Ángela/Epílogo (Relato de verano en 20 capítulos y un epílogo)

Philip-Lorca diCorcia

Epílogo

Unos cuantos años después de todos estos acontecimientos narrados llegué a Presidente de la Compañía. El cargo era estrictamente honorífico, sin atribuciones ejecutivas, un mero papel de florero aunque necesario en las funciones representativas del cargo. No obstante, consideré que también era un premio a tantos esfuerzos dedicados para lograr la prosperidad y el bien de la “Institución”, así llamaba yo a la empresa, lo hacía para revestirla de la dignidad y de la seriedad que, por otra parte, casi siempre había tenido con alguna que otra excepción notable que ahora no viene al caso contar todavía.

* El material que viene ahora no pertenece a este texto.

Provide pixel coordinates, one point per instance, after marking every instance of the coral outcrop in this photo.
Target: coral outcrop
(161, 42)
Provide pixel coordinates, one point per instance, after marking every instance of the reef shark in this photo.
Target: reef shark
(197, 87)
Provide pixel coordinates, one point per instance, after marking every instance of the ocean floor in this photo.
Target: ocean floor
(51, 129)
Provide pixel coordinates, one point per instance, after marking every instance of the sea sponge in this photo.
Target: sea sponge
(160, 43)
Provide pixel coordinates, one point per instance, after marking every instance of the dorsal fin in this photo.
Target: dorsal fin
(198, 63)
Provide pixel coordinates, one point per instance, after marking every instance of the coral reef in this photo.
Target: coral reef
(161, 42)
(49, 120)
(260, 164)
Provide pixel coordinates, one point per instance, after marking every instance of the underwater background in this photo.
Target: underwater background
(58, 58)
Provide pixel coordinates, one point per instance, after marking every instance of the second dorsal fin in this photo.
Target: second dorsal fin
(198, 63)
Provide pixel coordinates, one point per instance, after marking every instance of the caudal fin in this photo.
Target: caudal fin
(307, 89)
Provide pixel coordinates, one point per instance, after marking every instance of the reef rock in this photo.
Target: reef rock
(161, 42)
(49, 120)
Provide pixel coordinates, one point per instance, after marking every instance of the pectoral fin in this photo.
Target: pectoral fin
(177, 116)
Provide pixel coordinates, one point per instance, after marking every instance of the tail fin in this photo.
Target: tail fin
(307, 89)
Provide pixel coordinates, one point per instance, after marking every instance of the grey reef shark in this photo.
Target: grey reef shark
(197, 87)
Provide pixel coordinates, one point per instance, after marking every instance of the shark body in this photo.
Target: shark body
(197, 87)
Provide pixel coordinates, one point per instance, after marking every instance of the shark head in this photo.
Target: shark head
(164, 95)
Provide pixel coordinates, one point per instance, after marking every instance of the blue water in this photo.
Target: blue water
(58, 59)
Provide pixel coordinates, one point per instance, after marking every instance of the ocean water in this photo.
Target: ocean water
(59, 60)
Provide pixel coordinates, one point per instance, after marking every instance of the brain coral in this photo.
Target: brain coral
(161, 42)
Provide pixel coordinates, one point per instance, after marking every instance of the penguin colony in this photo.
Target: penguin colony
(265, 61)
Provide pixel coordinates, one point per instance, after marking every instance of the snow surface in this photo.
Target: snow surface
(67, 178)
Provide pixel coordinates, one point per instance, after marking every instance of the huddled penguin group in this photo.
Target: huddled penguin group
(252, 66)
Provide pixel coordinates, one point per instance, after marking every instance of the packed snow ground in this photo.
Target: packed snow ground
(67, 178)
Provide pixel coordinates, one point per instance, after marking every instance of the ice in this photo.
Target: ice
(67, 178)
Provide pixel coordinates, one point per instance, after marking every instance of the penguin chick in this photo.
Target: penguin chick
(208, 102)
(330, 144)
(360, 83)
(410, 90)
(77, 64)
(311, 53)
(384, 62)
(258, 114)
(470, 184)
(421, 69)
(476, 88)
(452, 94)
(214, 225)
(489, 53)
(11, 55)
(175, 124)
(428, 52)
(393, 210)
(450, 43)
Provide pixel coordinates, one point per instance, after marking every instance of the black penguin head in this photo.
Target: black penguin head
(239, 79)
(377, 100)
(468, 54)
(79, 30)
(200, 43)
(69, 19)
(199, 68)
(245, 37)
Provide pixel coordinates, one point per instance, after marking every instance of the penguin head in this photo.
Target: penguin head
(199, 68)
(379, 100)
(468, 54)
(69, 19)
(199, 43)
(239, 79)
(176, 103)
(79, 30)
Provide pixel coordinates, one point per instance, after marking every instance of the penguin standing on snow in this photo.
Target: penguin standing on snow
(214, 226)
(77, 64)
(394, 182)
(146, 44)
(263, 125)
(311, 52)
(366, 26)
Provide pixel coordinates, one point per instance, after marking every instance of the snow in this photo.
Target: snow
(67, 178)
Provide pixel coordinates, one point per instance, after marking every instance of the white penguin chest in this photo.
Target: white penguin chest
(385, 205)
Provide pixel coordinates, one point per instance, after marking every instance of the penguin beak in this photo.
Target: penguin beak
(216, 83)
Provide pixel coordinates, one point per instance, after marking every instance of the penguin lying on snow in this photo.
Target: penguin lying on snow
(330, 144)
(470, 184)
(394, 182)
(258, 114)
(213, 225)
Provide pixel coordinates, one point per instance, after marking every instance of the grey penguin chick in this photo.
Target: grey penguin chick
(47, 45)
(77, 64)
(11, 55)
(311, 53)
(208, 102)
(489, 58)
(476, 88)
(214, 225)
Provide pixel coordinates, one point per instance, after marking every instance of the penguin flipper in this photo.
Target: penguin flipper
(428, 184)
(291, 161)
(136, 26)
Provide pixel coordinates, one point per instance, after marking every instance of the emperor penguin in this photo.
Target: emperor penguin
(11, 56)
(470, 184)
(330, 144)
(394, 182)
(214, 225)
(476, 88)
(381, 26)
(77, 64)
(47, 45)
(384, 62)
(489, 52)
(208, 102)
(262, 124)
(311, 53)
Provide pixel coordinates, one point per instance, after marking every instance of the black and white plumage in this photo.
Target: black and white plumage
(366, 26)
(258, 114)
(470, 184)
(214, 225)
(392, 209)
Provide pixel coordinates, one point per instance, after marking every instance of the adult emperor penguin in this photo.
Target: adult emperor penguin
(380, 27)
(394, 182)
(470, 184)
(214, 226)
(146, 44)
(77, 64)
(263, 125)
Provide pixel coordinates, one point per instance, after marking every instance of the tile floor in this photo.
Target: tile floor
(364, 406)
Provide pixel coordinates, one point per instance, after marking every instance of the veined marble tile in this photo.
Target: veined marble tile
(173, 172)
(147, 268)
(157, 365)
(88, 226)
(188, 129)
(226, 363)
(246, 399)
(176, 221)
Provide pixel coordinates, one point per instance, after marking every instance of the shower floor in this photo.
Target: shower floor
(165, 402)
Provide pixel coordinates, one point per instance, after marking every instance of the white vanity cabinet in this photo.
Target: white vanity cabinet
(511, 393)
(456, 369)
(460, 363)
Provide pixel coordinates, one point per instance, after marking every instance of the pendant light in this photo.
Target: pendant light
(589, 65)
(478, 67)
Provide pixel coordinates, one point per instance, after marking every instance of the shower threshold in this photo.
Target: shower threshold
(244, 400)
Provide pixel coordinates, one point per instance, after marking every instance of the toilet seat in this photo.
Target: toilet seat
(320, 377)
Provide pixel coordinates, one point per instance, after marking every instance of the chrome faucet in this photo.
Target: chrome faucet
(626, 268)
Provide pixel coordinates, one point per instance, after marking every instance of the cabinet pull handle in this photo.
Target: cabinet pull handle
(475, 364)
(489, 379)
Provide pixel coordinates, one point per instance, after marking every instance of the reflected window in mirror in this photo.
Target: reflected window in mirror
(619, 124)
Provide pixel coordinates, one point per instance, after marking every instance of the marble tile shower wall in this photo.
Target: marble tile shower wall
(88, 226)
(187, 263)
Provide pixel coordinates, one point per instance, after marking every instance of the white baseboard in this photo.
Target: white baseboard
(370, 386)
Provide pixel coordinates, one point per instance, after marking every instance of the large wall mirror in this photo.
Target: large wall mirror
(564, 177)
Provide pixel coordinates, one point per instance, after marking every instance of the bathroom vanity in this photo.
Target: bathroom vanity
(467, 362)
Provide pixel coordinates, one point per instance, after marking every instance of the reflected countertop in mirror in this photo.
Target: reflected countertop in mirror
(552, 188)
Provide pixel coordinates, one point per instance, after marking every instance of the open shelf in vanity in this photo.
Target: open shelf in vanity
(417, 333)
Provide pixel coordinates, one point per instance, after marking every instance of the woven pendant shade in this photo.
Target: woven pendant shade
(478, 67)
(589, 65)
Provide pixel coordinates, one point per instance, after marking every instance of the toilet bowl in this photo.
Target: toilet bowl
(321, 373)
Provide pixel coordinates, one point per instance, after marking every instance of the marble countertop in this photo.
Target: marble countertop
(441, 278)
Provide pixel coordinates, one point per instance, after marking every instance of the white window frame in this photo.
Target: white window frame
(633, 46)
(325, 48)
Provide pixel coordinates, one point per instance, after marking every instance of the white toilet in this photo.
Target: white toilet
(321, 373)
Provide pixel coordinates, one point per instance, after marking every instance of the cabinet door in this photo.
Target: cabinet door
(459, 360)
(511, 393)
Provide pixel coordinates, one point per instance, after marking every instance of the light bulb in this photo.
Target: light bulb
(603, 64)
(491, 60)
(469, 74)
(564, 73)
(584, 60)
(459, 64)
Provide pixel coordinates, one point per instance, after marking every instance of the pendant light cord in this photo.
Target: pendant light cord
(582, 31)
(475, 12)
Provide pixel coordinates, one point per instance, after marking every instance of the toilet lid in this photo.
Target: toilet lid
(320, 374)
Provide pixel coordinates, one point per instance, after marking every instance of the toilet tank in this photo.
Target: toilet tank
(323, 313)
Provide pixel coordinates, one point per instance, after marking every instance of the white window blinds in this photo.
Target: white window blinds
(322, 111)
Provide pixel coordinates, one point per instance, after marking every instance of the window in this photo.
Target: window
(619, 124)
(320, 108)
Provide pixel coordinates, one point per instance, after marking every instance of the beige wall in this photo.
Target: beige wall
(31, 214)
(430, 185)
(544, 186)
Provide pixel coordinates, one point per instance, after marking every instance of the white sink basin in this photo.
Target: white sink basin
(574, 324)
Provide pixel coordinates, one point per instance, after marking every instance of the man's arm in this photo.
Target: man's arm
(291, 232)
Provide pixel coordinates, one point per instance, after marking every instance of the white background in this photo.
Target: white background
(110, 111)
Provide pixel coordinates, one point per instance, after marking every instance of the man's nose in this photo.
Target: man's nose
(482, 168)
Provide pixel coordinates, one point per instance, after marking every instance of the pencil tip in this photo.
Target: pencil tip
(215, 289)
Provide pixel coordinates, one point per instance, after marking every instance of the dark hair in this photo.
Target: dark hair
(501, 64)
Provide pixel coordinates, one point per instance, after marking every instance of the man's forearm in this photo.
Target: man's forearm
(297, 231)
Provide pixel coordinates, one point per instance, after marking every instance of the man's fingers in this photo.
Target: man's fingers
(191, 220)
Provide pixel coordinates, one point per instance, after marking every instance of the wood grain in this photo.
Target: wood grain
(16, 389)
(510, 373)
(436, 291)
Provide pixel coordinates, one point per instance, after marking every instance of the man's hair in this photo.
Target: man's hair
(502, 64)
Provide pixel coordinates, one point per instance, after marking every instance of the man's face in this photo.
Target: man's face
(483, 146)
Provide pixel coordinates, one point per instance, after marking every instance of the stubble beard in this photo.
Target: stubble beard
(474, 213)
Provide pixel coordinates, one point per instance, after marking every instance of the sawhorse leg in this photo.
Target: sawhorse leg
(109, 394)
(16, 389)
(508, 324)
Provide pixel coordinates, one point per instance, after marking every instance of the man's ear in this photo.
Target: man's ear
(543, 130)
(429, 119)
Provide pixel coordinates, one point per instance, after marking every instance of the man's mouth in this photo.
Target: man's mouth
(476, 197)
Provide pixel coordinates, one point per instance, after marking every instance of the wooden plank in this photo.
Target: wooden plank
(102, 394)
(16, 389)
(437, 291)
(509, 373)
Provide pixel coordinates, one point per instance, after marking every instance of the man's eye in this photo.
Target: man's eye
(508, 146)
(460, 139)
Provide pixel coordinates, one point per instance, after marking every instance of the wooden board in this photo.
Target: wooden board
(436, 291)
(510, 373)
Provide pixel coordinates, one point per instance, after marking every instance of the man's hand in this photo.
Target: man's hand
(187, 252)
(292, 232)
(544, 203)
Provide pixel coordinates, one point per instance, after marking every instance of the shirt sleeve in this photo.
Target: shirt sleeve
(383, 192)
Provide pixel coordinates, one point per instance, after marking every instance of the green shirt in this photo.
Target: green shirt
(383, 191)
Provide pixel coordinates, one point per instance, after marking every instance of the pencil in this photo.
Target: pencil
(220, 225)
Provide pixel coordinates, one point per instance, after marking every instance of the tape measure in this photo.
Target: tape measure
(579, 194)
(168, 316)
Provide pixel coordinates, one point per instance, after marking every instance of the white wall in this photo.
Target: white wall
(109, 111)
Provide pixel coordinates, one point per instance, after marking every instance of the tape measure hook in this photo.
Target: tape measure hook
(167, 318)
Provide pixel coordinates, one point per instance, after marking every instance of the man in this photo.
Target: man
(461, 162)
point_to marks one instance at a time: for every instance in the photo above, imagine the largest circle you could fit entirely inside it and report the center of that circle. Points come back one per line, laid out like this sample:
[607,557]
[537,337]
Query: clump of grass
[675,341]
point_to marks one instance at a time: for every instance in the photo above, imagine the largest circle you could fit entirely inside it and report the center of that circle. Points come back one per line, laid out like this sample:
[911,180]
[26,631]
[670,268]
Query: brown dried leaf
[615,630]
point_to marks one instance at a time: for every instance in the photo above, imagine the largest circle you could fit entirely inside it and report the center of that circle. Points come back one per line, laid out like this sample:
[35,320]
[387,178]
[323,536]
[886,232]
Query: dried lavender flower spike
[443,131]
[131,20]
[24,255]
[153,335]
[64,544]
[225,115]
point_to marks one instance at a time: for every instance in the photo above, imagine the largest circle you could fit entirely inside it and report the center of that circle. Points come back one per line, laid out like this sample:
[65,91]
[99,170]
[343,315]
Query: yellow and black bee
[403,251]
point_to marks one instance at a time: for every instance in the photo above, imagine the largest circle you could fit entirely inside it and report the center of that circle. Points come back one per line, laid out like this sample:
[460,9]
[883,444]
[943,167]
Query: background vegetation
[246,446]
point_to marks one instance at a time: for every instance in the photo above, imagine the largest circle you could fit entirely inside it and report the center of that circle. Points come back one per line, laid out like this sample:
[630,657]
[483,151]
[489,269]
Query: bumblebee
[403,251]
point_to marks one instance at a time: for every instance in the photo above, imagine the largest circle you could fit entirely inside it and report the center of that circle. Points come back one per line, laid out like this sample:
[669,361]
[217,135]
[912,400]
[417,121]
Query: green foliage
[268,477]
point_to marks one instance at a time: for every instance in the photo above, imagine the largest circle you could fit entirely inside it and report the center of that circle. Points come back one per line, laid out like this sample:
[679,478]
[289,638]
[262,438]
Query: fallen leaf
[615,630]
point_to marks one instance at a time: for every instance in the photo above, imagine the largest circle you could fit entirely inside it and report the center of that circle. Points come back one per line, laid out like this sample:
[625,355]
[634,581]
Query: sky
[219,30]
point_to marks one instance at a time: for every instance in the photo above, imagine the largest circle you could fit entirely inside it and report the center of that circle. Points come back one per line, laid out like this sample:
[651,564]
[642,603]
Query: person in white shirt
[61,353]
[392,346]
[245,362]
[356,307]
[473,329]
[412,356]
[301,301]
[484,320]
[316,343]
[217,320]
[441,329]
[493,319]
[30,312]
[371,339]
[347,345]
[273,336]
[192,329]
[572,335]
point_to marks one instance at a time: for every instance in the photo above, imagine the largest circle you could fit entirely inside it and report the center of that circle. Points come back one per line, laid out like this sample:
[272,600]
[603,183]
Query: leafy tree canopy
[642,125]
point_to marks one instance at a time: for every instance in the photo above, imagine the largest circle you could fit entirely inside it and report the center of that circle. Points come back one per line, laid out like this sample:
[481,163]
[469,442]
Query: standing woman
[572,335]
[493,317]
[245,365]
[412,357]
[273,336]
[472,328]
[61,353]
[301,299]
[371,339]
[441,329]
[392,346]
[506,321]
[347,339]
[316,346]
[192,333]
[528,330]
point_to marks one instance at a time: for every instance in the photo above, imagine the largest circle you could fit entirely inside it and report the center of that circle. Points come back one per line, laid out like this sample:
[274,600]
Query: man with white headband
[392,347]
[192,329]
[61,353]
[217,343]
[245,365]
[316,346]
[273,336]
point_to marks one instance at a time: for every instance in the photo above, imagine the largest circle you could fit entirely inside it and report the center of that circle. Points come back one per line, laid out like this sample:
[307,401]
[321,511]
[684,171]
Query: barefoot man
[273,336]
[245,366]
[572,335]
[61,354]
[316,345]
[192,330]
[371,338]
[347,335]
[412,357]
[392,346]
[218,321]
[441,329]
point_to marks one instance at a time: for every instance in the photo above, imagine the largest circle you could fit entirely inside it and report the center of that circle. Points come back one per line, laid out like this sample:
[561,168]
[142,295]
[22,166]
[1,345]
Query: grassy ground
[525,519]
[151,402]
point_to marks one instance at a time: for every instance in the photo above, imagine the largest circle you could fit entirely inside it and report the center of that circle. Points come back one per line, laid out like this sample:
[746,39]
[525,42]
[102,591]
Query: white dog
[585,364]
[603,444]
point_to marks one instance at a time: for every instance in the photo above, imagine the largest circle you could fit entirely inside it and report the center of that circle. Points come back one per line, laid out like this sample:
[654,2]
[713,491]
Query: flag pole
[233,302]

Estaba muy cercana mi jubilación y quería disfrutar del poco tiempo que ya me quedaba de vida laboral. Todos me apreciaban y me consideraban una referencia en la propia casa e incluso fuera de ella, en el mismo sector profesional. Mis compañeros siempre me consultaban cuestiones difíciles, y hasta me pedían consejo también los competidores que habían llegado a ser incluso unos buenos amigos. Todo el mundo consideraba que sabía más que ellos, y que tenía una cierta habilidad para conocer qué ocurre fuera del escenario público.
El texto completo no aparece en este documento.